A powerful earthquake struck Afghanistan’s western province of Herat on Wednesday, prompting authorities to redirect relief and rescue teams already engaged in response to a series of deadly earthquakes just days earlier.
As of now, there are no reports of casualties from the latest quake, according to disaster management spokesperson Janan Sayeeq. However, provincial officials have reported the destruction of hundreds of homes. The governor’s office in Herat stated that certain areas had incurred “significant losses,” though specific details were not provided.
“Mobile medical teams and officials have been collaborating to transport several injured individuals to hospitals,” the governor’s office said in a statement.
The recent tremors on Saturday resulted in at least 2,400 fatalities and more than 2,000 injuries, as reported by Afghanistan’s Taliban-run government. This series of earthquakes ranks among the deadliest globally this year, with women and children comprising the majority of casualties, according to the World Health Organization.
The German Research Center for Geosciences (GFZ) has determined that the latest quake had a magnitude of 6.3 and occurred at a depth of 10 km (6.21 miles).
Afghanistan, surrounded by mountainous terrain, has a history of significant earthquakes, particularly in the rugged Hindu Kush region adjacent to Pakistan. Herat province shares a border with Iran, which has pledged to provide humanitarian aid.
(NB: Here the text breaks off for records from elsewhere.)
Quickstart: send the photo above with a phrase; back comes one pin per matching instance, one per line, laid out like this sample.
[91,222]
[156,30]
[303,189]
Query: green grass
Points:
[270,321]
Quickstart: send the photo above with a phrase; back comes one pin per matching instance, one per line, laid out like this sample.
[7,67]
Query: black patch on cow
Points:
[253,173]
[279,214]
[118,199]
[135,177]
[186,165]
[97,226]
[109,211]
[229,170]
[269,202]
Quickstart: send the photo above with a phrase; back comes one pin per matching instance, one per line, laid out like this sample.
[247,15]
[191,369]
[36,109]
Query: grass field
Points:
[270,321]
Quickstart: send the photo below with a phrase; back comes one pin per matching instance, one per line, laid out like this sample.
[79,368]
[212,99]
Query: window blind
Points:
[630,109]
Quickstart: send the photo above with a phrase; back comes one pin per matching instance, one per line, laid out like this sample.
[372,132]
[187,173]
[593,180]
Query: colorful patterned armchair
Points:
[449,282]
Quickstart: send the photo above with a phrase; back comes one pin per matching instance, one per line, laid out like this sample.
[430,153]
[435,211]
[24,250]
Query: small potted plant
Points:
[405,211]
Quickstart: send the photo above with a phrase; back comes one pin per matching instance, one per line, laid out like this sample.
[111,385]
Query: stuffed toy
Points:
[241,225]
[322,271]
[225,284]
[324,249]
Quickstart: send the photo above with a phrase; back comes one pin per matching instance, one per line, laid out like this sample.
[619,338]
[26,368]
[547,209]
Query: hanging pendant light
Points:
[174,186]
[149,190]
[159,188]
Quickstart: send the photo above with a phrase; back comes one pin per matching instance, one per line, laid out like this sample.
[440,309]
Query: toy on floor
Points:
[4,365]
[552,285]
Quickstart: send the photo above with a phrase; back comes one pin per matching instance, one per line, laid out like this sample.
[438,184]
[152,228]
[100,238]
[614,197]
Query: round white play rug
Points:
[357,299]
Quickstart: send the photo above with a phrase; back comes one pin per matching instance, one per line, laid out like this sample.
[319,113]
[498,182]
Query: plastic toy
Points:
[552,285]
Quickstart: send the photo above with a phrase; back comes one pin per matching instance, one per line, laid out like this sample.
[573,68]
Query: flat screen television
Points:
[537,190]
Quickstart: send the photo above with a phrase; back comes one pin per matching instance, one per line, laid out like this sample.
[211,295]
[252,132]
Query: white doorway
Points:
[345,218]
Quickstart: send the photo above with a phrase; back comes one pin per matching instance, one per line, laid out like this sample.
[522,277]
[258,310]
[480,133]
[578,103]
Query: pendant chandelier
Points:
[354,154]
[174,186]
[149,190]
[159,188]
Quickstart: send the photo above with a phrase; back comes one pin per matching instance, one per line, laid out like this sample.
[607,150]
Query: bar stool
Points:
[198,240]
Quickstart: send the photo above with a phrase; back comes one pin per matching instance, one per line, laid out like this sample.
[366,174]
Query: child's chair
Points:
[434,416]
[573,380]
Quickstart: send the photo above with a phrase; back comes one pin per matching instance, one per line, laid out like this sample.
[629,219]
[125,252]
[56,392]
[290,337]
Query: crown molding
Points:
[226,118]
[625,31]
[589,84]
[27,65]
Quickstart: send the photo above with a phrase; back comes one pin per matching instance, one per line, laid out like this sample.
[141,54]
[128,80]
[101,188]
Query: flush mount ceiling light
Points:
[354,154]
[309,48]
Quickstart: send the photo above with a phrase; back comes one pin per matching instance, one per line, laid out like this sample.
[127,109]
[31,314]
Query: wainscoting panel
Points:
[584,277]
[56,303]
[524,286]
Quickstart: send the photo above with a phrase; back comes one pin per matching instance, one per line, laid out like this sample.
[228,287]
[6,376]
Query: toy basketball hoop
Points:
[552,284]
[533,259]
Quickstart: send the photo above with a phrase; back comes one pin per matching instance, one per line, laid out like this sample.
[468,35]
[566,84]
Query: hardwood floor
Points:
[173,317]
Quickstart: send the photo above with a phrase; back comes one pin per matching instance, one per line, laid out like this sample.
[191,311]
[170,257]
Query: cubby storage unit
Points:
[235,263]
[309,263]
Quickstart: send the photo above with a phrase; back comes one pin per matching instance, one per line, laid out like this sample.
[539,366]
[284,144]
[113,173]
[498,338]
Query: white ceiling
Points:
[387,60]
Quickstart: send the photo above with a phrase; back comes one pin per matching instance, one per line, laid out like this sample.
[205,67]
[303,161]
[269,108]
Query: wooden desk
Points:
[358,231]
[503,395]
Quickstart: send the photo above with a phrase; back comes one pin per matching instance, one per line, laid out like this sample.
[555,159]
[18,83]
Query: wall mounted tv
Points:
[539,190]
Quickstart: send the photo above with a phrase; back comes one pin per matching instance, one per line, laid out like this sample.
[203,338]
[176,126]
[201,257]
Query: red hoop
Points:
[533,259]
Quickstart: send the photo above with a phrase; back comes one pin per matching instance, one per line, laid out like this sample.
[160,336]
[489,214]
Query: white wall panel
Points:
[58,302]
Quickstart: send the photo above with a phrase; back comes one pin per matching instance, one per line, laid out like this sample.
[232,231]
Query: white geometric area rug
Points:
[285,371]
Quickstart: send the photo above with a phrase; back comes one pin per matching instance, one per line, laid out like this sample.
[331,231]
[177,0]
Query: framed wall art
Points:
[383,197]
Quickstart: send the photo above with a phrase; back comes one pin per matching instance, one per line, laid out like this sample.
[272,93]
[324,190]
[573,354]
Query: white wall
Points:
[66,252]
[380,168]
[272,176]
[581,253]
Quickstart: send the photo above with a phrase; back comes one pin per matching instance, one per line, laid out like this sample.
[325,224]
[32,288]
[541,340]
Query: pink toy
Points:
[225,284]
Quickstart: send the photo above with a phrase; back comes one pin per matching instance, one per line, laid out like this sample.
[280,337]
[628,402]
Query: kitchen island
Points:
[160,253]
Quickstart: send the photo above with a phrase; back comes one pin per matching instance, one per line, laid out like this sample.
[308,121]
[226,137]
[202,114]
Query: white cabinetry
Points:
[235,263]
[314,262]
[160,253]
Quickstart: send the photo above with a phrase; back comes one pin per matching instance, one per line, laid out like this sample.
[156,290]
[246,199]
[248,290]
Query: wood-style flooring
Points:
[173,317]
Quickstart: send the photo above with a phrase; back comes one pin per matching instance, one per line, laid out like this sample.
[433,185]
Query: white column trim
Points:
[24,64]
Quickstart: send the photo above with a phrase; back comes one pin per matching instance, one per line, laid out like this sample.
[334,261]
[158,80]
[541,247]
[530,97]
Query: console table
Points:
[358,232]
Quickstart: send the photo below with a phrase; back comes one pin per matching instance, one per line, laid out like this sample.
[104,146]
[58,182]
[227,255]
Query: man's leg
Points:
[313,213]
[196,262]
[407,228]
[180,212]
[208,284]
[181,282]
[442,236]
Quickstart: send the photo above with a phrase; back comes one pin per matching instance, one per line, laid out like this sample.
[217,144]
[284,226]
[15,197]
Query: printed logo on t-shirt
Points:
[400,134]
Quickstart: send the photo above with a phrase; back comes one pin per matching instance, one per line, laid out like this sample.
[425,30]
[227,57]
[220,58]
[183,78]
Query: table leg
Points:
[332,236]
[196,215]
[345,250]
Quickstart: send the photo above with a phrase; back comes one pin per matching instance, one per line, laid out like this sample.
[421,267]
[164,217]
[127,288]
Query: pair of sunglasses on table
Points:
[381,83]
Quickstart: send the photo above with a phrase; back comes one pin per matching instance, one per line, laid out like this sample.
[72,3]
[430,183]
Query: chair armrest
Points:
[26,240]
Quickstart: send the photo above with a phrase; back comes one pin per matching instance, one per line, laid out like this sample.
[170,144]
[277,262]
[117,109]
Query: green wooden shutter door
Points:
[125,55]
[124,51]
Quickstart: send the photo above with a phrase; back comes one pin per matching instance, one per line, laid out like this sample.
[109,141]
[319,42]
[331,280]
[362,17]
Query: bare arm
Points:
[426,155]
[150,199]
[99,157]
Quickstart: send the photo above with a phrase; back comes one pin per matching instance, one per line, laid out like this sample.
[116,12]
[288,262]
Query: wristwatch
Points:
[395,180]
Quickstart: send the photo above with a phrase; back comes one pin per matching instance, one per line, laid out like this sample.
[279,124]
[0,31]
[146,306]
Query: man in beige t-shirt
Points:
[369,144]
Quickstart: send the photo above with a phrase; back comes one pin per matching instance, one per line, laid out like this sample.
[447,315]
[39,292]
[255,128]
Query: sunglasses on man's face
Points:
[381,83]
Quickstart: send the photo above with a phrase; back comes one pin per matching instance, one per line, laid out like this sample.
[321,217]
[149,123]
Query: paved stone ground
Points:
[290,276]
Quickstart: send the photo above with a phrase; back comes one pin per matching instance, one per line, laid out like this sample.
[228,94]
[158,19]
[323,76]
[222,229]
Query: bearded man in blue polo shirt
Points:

In the central district of Rubat Sangi, heavily impacted by the Saturday quakes, at least 200 homes were partially or entirely destroyed, said Governor Noor Ahmad Shahab, emphasizing that residents had experienced “significant financial losses.” Thus far, no casualties have been reported, as many villagers were already seeking shelter outdoors or in tents due to the earlier earthquakes.
“People require urgent assistance,” Shahab urged, pointing out that survivors are at risk of falling ill due to the cold autumn weather.
The recovery and rescue operations following the Saturday earthquakes have faced obstacles due to decades of war-related damage to infrastructure and a decline in foreign aid, which once underpinned the nation’s economy but has since dwindled following the Taliban’s takeover.
Afghanistan’s healthcare system, which was largely dependent on foreign aid, has also suffered from severe cuts.
The European Union has pledged 2.5 million euros ($2.65 million) to support humanitarian partners engaged in relief efforts, in addition to the 89 million euros allocated for humanitarian aid in 2023. The EU is providing shelter kits, winter tents, hygiene kits, and other relief supplies.
Countries including Pakistan, Iran, Turkey, and China have also promised to send food, blankets, medicines, tents, and financial aid. The United Nations’ humanitarian office has allocated $5 million in assistance.